Tuesday Seminar Series: How Gang Activity in Neighborhoods Undermines Democracy? Impacts on Electoral and Non-Electoral Participation in El Salvador


Tuesday, November 15, 2016, 12:00pm to 2:00pm


CGIS South, S-250, 1730 Cambridge Street

Speaker: Abby Córdova, DRCLAS Central America Visiting Scholar; Assistant Professor, Department of Political Science, University of Kentucky

In Latin America, crime and violence have reached unprecedented levels. The incidence of crime is particularly high in the Northern Triangle countries of Central America, where gangs (maras) largely drive homicide rates and many other criminal activities.
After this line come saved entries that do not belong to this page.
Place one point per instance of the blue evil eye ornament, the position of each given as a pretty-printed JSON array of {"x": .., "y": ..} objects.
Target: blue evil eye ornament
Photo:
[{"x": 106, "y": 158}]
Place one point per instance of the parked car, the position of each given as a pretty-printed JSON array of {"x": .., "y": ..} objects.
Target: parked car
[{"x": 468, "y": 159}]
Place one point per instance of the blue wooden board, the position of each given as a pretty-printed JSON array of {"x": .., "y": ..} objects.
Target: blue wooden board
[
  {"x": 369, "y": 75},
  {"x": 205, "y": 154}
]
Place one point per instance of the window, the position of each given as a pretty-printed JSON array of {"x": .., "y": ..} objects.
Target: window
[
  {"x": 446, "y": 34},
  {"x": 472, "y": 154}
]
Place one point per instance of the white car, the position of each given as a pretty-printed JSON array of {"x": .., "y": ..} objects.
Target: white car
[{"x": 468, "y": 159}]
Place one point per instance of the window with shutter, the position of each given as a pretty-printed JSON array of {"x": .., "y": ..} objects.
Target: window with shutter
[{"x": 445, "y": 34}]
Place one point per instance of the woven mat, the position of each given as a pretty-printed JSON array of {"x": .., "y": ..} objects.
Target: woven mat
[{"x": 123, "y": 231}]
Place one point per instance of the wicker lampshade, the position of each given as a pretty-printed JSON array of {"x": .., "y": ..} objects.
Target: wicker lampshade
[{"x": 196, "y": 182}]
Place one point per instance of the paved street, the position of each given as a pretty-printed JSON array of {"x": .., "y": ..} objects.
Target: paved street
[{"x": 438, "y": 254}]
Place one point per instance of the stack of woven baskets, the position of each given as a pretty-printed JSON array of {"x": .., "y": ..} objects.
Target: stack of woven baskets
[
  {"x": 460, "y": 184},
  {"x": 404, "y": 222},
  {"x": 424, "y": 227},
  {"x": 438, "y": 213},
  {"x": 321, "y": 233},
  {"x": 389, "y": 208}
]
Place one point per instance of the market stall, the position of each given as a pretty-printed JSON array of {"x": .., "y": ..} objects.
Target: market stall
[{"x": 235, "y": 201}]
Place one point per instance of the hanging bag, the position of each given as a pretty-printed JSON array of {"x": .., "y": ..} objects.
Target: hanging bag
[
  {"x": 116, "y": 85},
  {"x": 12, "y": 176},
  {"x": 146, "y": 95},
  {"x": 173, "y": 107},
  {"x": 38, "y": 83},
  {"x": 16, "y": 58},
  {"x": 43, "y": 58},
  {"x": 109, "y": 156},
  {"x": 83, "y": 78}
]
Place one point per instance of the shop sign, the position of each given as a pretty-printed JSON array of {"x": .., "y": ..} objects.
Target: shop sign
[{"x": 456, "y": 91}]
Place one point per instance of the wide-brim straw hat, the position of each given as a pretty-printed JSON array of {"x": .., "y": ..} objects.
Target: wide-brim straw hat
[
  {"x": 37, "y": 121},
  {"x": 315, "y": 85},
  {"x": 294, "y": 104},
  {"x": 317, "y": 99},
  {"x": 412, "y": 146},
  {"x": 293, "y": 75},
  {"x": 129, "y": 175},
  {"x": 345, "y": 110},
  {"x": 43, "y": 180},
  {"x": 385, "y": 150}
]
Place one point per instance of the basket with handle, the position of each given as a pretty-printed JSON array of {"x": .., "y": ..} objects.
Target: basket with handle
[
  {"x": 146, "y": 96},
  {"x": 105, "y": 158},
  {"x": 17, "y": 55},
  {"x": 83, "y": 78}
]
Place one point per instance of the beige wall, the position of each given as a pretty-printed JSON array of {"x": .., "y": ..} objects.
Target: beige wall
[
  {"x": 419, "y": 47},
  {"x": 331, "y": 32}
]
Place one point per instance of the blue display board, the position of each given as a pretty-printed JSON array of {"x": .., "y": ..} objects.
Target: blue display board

This presentation evaluates the effects of neighborhood gang activity and crime victimization on citizens’ political participation in the context of El Salvador. 

cordovaDr. Abby Córdova is an assistant professor in the Department of Political Science at the University of Kentucky, and a visiting scholar at the David Rockefeller Center for Latin American Studies (DRCLAS) at Harvard University. Her field of specialization is comparative politics, with a focus on public opinion and political behavior in Latin America. Her research has been published or is forthcoming in peer-reviewed outlets, including World Politics, The Journal of Politics, Comparative Political Studies, Latin American Politics and Society, PS: Politics and Political Science, Journal of Democracy, and the International Journal of Sociology (special issue on political inequality in Latin America). She is also the author of editor-reviewed chapters and methodological studies, one of which developed the methodology currently being implemented to evaluate USAID’s programs to prevent crime and violence in Guatemala. Her research integrates topics related to crime and violence, economic inequality, gender inequality, and international migration with the aim of better understanding their effects on citizens’ political attitudes and behaviors.  Dr. Córdova completed her graduate studies at Vanderbilt University, where she obtained a PhD in Political Science and two Master’s degrees, one in Economics, the other in Latin American Studies. In El Salvador, her home country, she completed her undergraduate studies at the Universidad Centroamericana José Simeón Cañas (UCA), where she was a professor in the Department of Economics. Before joining the University of Kentucky, she was a post-doctoral fellow in the Latin American Public Opinion Project at Vanderbilt University, where she served as the lead researcher of USAID’s Central American Regional Security Initiative (CARSI) study. She has also been a Fulbright Fellow and worked as a consultant for The World Bank.